While we learn differentiation by hand, more complex equations require us to use computers to compute the results.Automatic Differentiation is a way for computers to break down the steps required to compute the derivative of a function. Computers no matter their level of processing power, all have a sequence of elementary arithmetic operations and elementary functions that can be put together via the chain rule to calculate complex, higher-order tasks. Our software library will take in these complex, higher-order tasks and produce accurate results via Automatic Differentiation. 

Another method that computers use to compute derivatives is Symbolic Differentiation. Symbolic Differentiation requires complete knowledge of all control flow in the program and can get exponentially large which results in a slow-down of the system when computing complex workloads. We choose to focus on the Automatic Differentiation implementation in this project because of this reason.

We are building a software library to allow users to utilize Automatic Differentiation methods on machine calculations in order to guarantee the precision and accuracy of their calculations (this is particularly useful in scientific computing scenarios). 


## Background
#### What is AD?
As mentioned in the introduction, computers are able to compute elementary arithmetic operations and functions extremely well. When a computer is tasked with a derivative equation however, they can end up utilizing step sizes for limit operation that are too big or too small. When this occurs, the delta between the approximation and the actual value can vary significantly and randomly. In most computing scenarios, and especially scientific ones, accuracy is required and non-negotiable. Therefore, we turn to automatic differentiation to save the day. AD utilizes the simple chain rule - that the derivative of each sub-expression can be calculated recursively to obtain the final derivatives - to overcome the problem of inaccuracy that computers are presented with.

#### Why AD?

There are three kinds of differentiation: Numerical Differentiation, Symbolic Differentiation, and Automatic Differentiation. 

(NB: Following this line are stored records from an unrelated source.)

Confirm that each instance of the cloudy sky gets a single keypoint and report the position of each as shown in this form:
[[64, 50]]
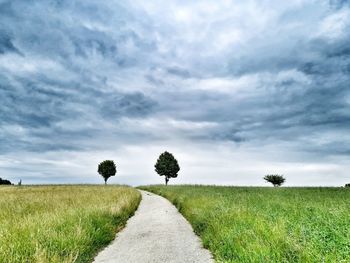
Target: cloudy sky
[[234, 89]]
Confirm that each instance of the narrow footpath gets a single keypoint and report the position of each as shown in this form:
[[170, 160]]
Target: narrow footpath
[[156, 233]]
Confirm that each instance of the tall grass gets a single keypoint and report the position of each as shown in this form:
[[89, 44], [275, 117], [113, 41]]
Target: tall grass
[[246, 224], [61, 223]]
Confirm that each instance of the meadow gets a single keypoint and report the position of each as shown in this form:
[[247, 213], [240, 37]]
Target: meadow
[[252, 224], [61, 223]]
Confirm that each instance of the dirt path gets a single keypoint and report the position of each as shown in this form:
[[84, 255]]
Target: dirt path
[[156, 233]]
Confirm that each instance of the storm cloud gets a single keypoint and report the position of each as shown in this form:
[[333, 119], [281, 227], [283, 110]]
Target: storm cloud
[[235, 89]]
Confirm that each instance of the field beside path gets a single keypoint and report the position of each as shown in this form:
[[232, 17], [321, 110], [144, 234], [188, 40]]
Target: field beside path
[[261, 224], [61, 223]]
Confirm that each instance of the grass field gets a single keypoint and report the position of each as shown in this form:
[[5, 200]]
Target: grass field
[[248, 224], [61, 223]]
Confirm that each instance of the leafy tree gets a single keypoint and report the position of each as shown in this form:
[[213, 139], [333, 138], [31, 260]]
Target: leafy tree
[[275, 179], [107, 169], [4, 182], [167, 166]]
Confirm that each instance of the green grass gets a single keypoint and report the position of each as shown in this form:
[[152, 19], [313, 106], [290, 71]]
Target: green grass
[[61, 223], [251, 224]]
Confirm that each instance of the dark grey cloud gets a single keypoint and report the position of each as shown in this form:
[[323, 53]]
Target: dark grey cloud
[[89, 77]]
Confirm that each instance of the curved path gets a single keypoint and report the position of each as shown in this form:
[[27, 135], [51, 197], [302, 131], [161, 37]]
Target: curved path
[[156, 233]]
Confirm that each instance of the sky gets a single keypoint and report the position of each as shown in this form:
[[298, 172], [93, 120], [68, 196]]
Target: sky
[[234, 89]]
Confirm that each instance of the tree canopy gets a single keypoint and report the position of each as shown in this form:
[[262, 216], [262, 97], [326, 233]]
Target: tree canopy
[[167, 166], [275, 179], [107, 169]]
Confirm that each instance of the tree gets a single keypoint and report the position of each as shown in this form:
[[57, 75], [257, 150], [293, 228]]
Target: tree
[[167, 166], [4, 182], [107, 169], [275, 179]]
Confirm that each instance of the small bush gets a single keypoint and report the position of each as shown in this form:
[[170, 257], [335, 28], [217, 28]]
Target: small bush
[[4, 182]]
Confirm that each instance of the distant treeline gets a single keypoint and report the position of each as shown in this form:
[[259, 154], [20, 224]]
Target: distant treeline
[[6, 182]]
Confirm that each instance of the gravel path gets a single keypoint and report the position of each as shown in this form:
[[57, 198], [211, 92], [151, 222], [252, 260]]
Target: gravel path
[[156, 233]]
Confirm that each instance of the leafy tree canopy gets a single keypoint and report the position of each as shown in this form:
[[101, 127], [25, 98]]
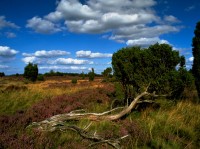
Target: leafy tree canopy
[[31, 72], [157, 65], [196, 54]]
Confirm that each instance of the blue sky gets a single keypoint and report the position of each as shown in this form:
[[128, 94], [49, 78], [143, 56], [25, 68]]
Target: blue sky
[[77, 35]]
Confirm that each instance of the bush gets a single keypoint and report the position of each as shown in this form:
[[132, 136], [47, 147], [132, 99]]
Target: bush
[[2, 74], [91, 75], [40, 78], [74, 81], [31, 72]]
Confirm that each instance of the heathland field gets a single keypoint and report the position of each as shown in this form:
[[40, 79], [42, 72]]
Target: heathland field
[[166, 124]]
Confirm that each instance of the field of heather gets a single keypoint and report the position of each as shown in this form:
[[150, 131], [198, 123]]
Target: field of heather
[[168, 125]]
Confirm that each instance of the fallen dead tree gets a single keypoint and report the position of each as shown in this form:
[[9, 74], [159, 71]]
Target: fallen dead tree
[[58, 122]]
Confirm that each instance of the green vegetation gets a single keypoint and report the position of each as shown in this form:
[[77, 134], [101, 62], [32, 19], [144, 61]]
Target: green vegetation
[[136, 68], [31, 72], [91, 75], [2, 74], [196, 54], [156, 122], [171, 125], [74, 81], [40, 77]]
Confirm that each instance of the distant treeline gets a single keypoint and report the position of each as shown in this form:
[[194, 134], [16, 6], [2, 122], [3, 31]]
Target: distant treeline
[[55, 73]]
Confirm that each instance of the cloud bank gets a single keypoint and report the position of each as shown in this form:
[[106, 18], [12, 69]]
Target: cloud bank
[[126, 20]]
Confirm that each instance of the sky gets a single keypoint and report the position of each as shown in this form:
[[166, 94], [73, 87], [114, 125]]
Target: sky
[[77, 35]]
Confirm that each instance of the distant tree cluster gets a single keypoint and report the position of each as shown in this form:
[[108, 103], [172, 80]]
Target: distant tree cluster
[[156, 66], [91, 75], [31, 72], [196, 54], [2, 74]]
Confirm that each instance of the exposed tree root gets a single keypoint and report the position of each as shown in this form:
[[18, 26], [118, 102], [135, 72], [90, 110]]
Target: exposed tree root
[[59, 121]]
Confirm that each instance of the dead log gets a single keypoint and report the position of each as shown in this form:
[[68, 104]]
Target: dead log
[[59, 121]]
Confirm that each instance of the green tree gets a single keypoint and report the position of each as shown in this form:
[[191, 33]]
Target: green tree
[[136, 68], [91, 75], [196, 55], [107, 73], [2, 74], [31, 72]]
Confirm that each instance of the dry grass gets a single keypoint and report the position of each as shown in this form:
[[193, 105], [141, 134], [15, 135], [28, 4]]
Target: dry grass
[[173, 125]]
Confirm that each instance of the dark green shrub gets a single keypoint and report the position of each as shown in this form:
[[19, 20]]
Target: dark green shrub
[[74, 81], [40, 78], [2, 74], [31, 72], [91, 75]]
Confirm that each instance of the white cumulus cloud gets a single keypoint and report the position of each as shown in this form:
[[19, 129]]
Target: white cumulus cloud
[[124, 19], [145, 41], [6, 24], [27, 60], [47, 54], [7, 51], [70, 61], [90, 54], [42, 26], [3, 66]]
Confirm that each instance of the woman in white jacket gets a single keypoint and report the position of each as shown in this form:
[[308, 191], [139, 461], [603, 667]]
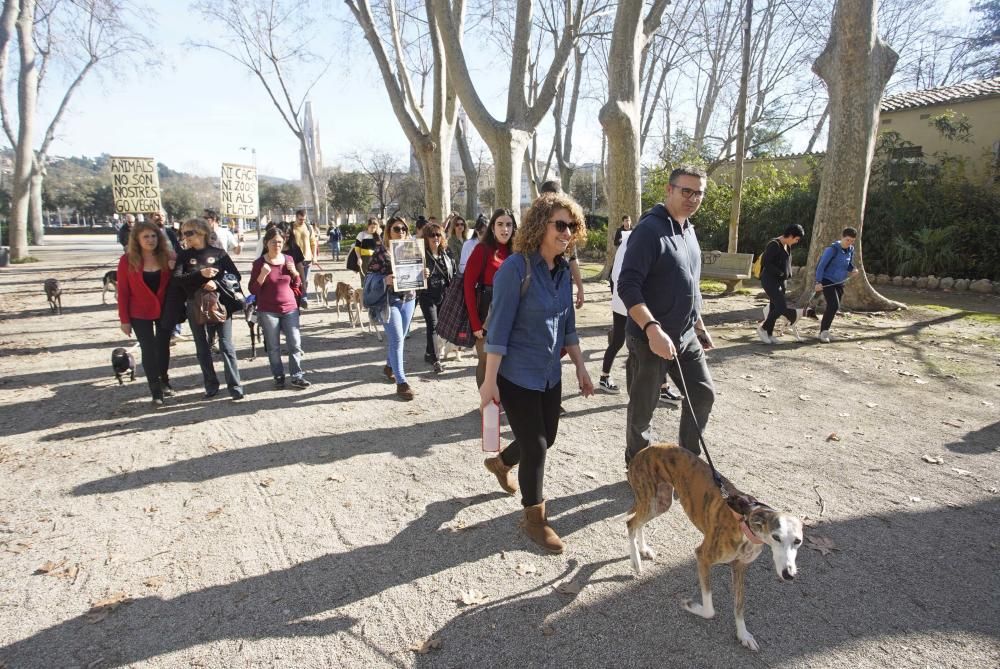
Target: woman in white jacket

_Numerical Differentiation_ works by estimating the derivative of a mathematical function using values of the function and is done by completing finite difference approximations. This way of calculating a derivative requires a lot of computation when faced with a high-dimensional function and therefore cannot scale into more complex endeavors.

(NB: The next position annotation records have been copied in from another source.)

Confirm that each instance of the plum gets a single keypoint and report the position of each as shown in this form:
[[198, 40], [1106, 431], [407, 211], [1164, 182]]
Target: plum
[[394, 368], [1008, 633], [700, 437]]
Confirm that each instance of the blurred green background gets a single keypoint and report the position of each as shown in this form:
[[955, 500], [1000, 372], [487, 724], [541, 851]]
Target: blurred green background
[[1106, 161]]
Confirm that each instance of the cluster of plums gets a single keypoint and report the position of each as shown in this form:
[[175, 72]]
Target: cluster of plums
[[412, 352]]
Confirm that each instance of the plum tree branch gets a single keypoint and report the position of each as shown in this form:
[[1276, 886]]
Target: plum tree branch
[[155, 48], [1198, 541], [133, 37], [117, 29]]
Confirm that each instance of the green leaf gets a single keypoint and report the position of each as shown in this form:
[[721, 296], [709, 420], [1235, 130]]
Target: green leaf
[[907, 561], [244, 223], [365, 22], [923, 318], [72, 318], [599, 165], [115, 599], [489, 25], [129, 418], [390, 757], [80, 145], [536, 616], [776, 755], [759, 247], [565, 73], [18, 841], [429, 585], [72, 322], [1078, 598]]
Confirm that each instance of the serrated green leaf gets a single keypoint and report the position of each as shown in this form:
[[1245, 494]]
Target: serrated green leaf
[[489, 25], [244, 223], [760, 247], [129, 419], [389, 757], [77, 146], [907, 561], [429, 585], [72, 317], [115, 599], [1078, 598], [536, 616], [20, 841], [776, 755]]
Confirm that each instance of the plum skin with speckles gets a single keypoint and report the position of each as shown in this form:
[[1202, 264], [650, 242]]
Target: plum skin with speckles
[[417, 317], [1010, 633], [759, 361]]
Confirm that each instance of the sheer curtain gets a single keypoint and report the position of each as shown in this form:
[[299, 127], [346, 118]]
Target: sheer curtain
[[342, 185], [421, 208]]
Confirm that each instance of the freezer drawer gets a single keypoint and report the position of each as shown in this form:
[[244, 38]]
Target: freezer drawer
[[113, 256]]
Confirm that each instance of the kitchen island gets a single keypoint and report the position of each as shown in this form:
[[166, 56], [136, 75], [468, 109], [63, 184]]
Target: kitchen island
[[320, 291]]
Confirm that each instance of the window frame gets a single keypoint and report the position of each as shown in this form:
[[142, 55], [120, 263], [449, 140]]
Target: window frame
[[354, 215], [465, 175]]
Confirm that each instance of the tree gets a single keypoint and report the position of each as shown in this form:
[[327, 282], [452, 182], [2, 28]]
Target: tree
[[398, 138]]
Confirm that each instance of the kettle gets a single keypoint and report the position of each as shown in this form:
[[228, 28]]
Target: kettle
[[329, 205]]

*Symbolic Differentiation* utilizes the product rule and the chain rule to restructure the original function into a simplified expression that can be handled by the computer for more efficient calculations. Symbolic Differentiation requires access to and transformation of source code. It can be expensive to build and performs redundant computation.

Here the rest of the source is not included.